Embora a sequência seja densa e bela, ela dificilmente oferece respostas para o estranho destino do Fantasma. O único diálogo falado entre as filmagens e o final do filme está na última cena, onde uma mulher de muletas entra em uma sala e diz “Legal” antes dos créditos rolarem. Ao longo dos créditos, os membros do elenco parecem relaxados e realizados, eventualmente dançando a animada canção africana “Sinnerman”. Embora a letra seja um pouco paralela aos temas do filme de assassinato, infidelidade e penitência, “Sinnerman” justapõe “Poema Polonês” e a maioria dos Império interior com sua leveza. Durante esta conclusão intrigante, é difícil acreditar que a morte do Fantasma ocorreu poucos minutos antes – e que nenhum contexto adicional foi fornecido.
Efeitos visuais não refinados tornam a morte do Fantasma inesquecível
É claro que uma revelação assustadora e inesperada, sem contexto, não é nada notável para um filme de David Lynch; entretanto, o rosto amorfo do Fantasma se destaca não por seu fator de medo ou mesmo por sua obscuridade, mas mais ainda por sua aparência intensamente rudimentar. Neste ponto final do filme, o público já se sentiu confortável com Império interiorimagens brutas e digitalizadas de forma transparente. No entanto, ver o rosto de Nikki distorcido na cabeça do Fantasma ainda é um choque. Tive Império interior saiu alguns anos depois, pode-se pensar que o efeito foi tirado de um filtro do Snapchat.

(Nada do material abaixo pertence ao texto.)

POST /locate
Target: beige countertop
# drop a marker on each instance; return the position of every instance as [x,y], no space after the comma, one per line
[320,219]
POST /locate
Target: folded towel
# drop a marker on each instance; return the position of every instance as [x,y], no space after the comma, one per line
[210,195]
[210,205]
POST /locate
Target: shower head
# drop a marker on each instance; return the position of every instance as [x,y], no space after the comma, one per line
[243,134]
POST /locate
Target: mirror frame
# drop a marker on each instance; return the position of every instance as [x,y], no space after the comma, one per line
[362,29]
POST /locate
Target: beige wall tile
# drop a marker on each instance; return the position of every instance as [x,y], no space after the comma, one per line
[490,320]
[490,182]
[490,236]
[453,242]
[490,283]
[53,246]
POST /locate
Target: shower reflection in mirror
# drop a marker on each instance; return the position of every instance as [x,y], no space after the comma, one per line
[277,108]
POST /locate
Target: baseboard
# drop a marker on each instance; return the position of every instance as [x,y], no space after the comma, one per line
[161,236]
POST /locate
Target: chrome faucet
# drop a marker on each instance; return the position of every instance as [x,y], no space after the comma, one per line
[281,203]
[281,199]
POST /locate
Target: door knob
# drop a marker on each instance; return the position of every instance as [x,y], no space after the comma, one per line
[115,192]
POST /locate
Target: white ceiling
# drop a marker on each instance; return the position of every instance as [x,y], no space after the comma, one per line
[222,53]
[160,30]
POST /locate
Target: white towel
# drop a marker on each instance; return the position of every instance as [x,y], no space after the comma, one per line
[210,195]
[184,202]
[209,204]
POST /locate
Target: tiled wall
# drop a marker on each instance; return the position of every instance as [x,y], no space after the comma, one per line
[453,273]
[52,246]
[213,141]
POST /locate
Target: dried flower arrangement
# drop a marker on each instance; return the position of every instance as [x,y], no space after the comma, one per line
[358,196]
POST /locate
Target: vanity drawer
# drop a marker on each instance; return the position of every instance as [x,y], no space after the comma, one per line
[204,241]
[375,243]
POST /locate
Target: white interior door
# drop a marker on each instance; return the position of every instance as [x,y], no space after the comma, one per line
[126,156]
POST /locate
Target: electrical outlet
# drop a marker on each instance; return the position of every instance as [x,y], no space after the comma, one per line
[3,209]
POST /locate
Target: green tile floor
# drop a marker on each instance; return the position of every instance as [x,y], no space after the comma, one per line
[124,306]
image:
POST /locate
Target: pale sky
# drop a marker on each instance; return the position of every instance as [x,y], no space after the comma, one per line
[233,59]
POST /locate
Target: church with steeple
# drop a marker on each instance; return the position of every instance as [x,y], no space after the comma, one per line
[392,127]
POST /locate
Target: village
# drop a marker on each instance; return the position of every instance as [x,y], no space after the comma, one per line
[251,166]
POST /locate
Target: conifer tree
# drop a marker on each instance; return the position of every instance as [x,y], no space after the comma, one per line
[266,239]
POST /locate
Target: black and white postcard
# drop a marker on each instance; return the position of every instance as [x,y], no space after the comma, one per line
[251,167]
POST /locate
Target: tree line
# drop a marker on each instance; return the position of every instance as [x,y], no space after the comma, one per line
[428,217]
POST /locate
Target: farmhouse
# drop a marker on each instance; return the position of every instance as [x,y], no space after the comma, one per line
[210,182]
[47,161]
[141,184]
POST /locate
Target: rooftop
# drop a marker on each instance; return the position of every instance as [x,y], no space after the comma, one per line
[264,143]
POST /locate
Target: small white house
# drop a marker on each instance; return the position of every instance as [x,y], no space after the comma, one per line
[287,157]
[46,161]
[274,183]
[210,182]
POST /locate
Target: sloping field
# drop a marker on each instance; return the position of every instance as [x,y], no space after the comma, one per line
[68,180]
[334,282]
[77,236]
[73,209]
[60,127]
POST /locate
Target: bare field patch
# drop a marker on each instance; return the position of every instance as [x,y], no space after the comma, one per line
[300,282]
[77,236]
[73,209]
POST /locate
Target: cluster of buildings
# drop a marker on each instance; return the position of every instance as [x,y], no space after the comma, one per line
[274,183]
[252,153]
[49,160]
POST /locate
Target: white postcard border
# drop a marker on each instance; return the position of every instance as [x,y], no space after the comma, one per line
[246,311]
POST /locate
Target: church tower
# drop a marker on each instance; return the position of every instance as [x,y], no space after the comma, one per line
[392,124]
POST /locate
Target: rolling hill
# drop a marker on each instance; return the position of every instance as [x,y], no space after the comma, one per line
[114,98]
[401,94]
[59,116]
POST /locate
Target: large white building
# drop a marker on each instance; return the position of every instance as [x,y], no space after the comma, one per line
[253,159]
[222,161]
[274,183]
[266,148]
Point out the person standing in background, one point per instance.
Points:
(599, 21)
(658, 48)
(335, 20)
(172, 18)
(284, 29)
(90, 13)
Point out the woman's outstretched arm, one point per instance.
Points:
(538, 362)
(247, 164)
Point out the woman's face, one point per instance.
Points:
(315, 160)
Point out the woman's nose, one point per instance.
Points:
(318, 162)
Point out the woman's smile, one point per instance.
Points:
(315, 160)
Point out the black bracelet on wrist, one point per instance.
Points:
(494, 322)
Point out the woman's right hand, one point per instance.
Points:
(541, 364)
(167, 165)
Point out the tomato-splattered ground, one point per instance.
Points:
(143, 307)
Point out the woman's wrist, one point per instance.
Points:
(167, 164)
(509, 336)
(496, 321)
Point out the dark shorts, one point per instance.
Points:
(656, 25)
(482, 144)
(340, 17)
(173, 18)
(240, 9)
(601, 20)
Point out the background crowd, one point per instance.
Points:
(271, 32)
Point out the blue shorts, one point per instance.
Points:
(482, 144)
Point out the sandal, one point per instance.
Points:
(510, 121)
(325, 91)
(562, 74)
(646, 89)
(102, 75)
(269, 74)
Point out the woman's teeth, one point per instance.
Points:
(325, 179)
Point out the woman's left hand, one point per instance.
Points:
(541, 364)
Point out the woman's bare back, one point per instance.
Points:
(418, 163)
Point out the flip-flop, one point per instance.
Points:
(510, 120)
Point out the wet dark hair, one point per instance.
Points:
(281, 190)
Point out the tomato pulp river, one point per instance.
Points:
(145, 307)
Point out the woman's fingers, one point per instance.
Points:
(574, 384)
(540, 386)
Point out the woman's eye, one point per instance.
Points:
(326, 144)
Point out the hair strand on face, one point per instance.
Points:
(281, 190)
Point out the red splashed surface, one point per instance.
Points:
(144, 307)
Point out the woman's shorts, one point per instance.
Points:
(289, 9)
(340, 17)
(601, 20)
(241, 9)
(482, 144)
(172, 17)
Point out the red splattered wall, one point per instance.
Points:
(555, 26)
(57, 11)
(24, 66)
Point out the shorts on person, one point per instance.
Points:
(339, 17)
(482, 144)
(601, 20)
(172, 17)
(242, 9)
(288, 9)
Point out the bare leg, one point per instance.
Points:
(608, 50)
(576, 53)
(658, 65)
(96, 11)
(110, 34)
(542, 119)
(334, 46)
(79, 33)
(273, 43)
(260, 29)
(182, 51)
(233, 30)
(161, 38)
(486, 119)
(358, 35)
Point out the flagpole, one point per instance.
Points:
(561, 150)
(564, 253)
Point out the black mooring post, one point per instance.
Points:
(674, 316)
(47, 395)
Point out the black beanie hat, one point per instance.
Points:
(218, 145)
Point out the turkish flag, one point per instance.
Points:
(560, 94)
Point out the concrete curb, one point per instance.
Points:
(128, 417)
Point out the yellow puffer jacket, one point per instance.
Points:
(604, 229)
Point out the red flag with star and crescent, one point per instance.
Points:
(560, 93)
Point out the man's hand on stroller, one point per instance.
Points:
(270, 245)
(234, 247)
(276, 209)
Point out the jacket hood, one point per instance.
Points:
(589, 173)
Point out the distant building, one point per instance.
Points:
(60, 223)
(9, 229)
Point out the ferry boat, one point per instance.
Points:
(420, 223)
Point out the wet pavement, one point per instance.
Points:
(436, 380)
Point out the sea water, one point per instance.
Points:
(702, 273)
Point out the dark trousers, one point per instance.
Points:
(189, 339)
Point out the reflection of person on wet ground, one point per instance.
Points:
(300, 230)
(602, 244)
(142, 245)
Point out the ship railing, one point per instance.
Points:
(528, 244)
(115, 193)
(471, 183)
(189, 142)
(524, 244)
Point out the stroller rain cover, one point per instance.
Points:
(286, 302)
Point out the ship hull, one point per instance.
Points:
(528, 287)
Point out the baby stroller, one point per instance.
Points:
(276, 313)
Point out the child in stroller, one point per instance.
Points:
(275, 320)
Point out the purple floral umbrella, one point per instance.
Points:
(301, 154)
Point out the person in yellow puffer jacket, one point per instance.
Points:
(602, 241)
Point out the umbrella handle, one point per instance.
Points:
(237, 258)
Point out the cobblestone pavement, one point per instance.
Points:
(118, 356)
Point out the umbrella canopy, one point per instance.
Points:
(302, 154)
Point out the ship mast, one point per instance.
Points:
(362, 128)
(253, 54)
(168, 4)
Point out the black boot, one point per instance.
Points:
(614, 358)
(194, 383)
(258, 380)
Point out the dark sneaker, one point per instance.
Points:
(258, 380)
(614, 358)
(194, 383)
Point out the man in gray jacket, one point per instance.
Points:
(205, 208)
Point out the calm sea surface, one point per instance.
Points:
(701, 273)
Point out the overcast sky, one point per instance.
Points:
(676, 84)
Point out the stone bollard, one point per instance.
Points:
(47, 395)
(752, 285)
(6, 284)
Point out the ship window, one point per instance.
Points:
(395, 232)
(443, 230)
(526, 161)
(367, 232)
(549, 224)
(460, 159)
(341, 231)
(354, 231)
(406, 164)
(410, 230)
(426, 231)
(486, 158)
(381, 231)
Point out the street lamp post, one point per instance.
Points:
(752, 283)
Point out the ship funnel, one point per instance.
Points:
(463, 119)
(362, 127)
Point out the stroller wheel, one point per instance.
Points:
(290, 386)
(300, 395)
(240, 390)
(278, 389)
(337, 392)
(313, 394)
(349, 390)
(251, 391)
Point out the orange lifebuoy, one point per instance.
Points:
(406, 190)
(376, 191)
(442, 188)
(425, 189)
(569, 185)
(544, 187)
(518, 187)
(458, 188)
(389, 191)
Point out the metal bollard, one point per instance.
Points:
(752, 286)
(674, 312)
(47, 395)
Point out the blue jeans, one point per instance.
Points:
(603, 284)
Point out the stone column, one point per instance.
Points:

O mesmo poderia ser dito da cara de palhaço. Embora a segunda face tenha pelo menos algum movimento, sua inserção clara no Phantom não visa autenticidade. Francamente, parece bastante barato e, fora do contexto, quase se poderia ver a sequência como humorística por seu absurdo não refinado.
No contexto, porém, a cena está longe de ser engraçada. Dadas as surreais duas horas e 45 minutos que antecederam o momento, a morte do Fantasma chega como uma subversão de arrepiar os ossos. Sua crueza visual o distingue como um clímax inesquecivelmente apavorante de um filme que já está impregnado de estranheza. Da mesma forma, embora tantos filmes de terror apresentem sustos que se baseiam em imagens grotescas e violentas, Império interior usa o minimalismo absoluto de uma forma única que o público não esquecerá tão cedo.
David Lynch não é do tipo que oferece explicações ou explicações para seus filmes, e Império interior não é exceção. Não espere que o diretor compartilhe quais eram suas intenções com o rosto do Fantasma, ou de onde surgiu a ideia. Em vez disso, cabe ao público descobrir por si mesmo. Embora nenhuma resposta seja definitiva, também parece que nenhuma resposta está incorreta. A única verdade inegável é que a cena é uma das mais perturbadoras de Lynch e, portanto, serve como uma cereja no topo de sua enervante, mas espetacular, jornada cinematográfica.